Posted on November 22, 2010 at 8:00 am

B+
Lowest Recommended Age: 4th - 6th Grades
MPAA Rating: Rated PG for language and some thematic material
Profanity: Brief strong language
Alcohol/ Drugs: Social drinking
Violence/ Scariness: Tense family confrontations, awkward moments
Diversity Issues: Sympathetic portrayal of disabled family member but other characters make cruel and ignorant remarks
Date Released to Theaters: August 27, 2010
Date Released to DVD: November 23, 2010
Amazon.com ASIN: B002ZG97KG

The director of “When Harry Met Sally….” has given us a middle-school variation, an on and off love story that begins in second grade when Bryce Loski (Callan McAuliffe) and his family move in across the street from Juli Baker (an exquisite performance by Madeline Carroll). In Rob Reiner‘s film, based on a popular book for middle schoolers, Juli immediately falls for Bryce, which of course immediately makes him feel creeped out. Five years later, in middle school, he is still doing everything he can to avoid her. And she is still doing everything she can to be near him. And then, things change. She does not like him any more. And he realizes that she is a very special girl, and that he will do anything to re-earn her affection.
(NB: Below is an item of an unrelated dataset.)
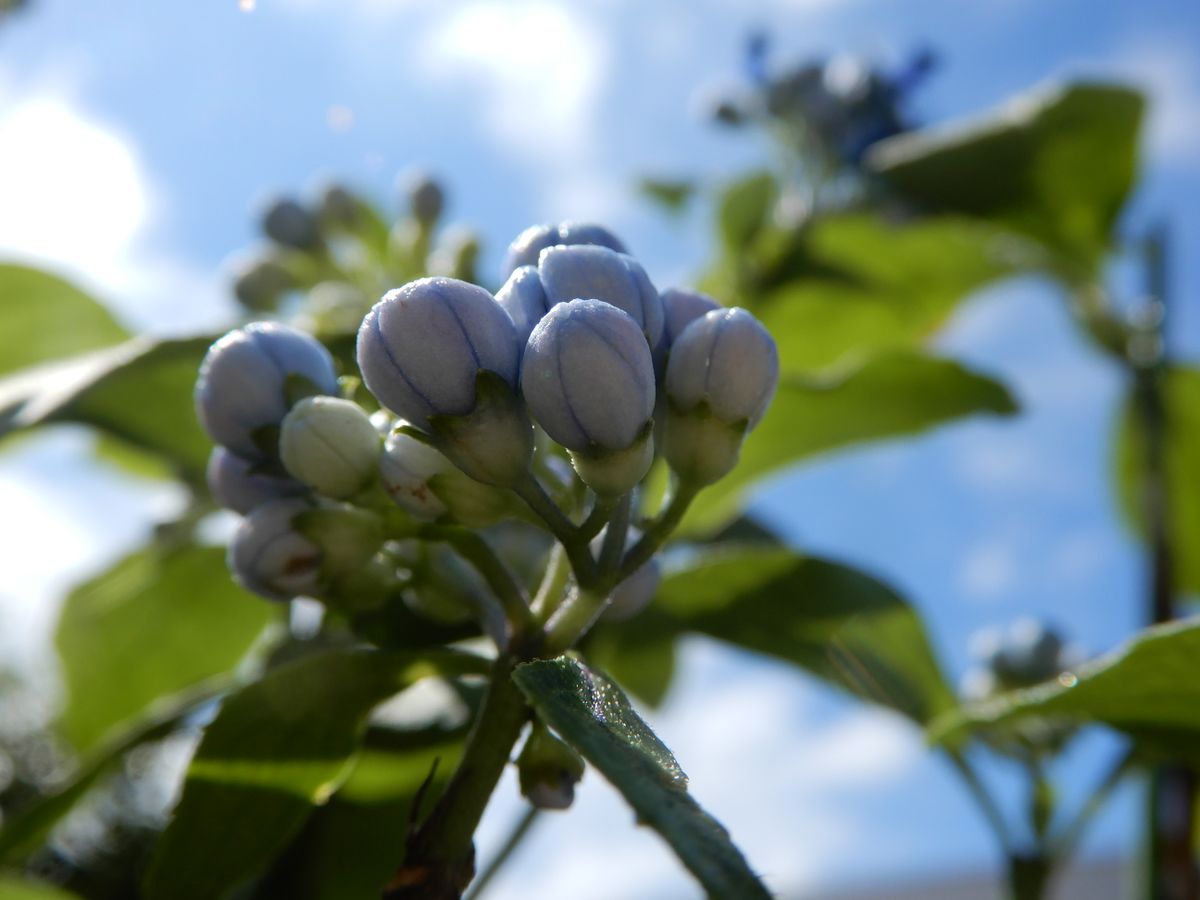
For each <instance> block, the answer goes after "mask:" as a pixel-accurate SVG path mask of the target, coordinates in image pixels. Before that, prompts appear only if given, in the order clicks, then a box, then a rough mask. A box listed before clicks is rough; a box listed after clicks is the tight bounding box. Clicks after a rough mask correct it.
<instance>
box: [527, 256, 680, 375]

It isn’t just the emotions of the characters that are flipping here; it is also the point of view. We get to see the same situations from both sides, and we get to hear how the two characters’ perspectives do and do not overlap.

Reiner sets the story in the early 1960’s, and the movie has a flawless attention to period detail — the long hair parted in the middle, “Bonanza” on the television. But the essence of the story is eternal, with its impeccable evocation of that moment when we first begin to look at our families’ limits and imperfections and first begin to create the people we will grow up to be.
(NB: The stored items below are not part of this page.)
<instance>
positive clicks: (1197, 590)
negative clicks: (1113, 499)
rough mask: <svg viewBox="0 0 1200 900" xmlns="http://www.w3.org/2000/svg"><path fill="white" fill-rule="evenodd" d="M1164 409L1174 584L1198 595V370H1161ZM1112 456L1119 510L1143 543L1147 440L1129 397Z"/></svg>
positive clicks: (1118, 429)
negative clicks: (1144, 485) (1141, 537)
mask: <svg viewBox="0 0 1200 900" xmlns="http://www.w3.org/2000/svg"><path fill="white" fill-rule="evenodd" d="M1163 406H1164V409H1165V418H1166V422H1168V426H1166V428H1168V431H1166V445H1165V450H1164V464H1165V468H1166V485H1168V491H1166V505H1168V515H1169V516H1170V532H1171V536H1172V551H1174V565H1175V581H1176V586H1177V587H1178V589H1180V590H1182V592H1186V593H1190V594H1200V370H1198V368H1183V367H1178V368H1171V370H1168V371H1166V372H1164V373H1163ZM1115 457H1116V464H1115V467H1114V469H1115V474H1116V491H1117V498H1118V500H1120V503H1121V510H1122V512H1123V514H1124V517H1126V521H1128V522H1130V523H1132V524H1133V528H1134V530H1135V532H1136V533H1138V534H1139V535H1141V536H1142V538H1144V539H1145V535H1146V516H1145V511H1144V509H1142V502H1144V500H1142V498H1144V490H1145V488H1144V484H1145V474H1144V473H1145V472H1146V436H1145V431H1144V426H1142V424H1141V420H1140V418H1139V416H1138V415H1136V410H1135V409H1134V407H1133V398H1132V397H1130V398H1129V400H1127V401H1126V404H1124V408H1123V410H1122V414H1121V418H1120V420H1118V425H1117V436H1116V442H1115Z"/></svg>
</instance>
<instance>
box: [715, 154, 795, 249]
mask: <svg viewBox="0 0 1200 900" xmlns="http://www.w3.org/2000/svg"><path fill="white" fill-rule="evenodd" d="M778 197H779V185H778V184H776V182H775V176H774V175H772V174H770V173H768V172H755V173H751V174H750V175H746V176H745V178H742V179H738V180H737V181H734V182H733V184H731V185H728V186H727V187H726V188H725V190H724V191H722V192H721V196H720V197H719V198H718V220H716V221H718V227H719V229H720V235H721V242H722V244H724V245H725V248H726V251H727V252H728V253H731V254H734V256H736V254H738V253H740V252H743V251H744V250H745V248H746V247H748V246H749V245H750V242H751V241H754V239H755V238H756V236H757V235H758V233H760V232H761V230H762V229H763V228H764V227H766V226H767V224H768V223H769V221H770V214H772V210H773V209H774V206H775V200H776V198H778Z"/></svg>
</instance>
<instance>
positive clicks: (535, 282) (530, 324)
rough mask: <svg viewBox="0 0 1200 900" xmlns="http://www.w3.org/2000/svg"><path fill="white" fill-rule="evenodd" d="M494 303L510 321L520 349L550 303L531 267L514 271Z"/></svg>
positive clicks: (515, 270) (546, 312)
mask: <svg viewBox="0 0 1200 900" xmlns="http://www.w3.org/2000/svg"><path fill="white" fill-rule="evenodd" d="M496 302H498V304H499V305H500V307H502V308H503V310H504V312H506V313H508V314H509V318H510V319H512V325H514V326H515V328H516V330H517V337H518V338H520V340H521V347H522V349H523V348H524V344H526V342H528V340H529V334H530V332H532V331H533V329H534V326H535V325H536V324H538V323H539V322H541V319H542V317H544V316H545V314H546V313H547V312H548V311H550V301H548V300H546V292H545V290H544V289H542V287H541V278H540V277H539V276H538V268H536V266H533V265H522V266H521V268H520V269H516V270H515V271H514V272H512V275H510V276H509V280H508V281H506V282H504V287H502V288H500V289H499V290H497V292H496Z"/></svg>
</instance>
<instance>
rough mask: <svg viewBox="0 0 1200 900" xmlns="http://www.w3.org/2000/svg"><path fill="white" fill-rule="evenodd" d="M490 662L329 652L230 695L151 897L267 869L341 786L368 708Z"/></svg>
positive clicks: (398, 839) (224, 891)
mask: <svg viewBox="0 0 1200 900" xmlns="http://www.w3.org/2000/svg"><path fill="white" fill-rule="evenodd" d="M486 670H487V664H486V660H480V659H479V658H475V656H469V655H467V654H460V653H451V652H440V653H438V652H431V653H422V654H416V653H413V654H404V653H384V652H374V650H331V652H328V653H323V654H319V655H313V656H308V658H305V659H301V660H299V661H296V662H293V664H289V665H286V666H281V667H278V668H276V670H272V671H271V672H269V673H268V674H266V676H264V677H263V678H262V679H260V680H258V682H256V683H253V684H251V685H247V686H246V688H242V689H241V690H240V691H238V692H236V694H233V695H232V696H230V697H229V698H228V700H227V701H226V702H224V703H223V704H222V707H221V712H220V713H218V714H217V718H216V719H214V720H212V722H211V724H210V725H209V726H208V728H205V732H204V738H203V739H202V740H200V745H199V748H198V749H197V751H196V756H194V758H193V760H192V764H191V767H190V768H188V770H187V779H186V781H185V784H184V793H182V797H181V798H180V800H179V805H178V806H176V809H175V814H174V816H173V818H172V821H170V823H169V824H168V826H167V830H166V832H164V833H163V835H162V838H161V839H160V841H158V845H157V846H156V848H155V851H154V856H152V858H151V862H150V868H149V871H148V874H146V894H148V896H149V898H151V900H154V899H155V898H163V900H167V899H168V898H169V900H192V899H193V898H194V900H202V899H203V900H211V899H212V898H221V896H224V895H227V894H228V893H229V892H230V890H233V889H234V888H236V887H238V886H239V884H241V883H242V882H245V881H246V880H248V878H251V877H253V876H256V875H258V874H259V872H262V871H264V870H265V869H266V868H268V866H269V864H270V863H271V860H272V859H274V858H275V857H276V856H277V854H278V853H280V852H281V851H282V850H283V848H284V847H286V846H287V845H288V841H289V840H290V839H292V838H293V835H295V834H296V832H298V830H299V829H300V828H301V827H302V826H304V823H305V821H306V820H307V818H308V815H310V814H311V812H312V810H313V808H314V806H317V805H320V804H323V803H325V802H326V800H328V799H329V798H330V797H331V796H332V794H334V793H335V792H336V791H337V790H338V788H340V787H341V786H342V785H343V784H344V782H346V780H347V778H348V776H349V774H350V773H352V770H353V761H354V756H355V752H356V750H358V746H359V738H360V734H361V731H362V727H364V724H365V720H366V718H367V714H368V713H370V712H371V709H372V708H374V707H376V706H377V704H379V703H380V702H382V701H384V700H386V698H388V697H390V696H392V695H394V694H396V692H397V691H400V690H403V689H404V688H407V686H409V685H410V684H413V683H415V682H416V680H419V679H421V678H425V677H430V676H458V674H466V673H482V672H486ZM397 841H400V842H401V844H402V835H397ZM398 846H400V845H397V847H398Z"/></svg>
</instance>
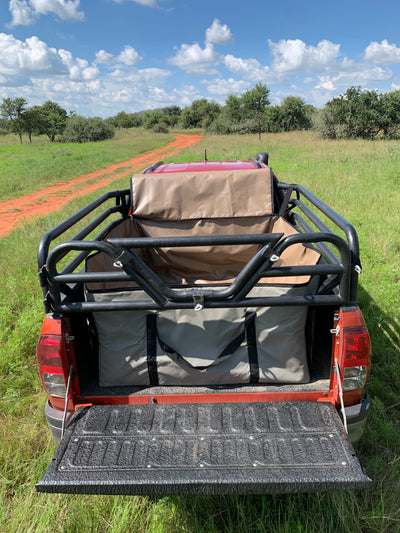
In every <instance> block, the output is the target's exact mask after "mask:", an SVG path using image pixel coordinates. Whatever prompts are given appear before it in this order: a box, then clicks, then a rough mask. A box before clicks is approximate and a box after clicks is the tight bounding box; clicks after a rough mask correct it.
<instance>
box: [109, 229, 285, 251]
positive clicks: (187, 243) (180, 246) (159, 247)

And not just our families. Juli does not question her love for Bryce for years. And then she becomes older and wiser and realizes that beautiful eyes do not always mean a beautiful spirit and that she really does not know him very well. Bryce may have lovely eyes, but it is not until he sees her through someone else’s eyes that he begins to appreciate her. Bryce’s grandfather (John Mahoney of “Frasier”) realizes Juli’s value first. “Some of us get dipped in flat, some in satin, some in gloss,” he tells Bryce. “But every once in a while you find someone who’s iridescent, and when you do, nothing will ever compare.”

Co-screenwriter/director Reiner lets us share the growing understanding of Juli and Bryce as they begin to see themselves, each other, and their families differently. And with great sensitivity and insight, he evokes the agonizing sweetness of first love and the way that it stays alive in us forever, making possible all of the loves that are to come.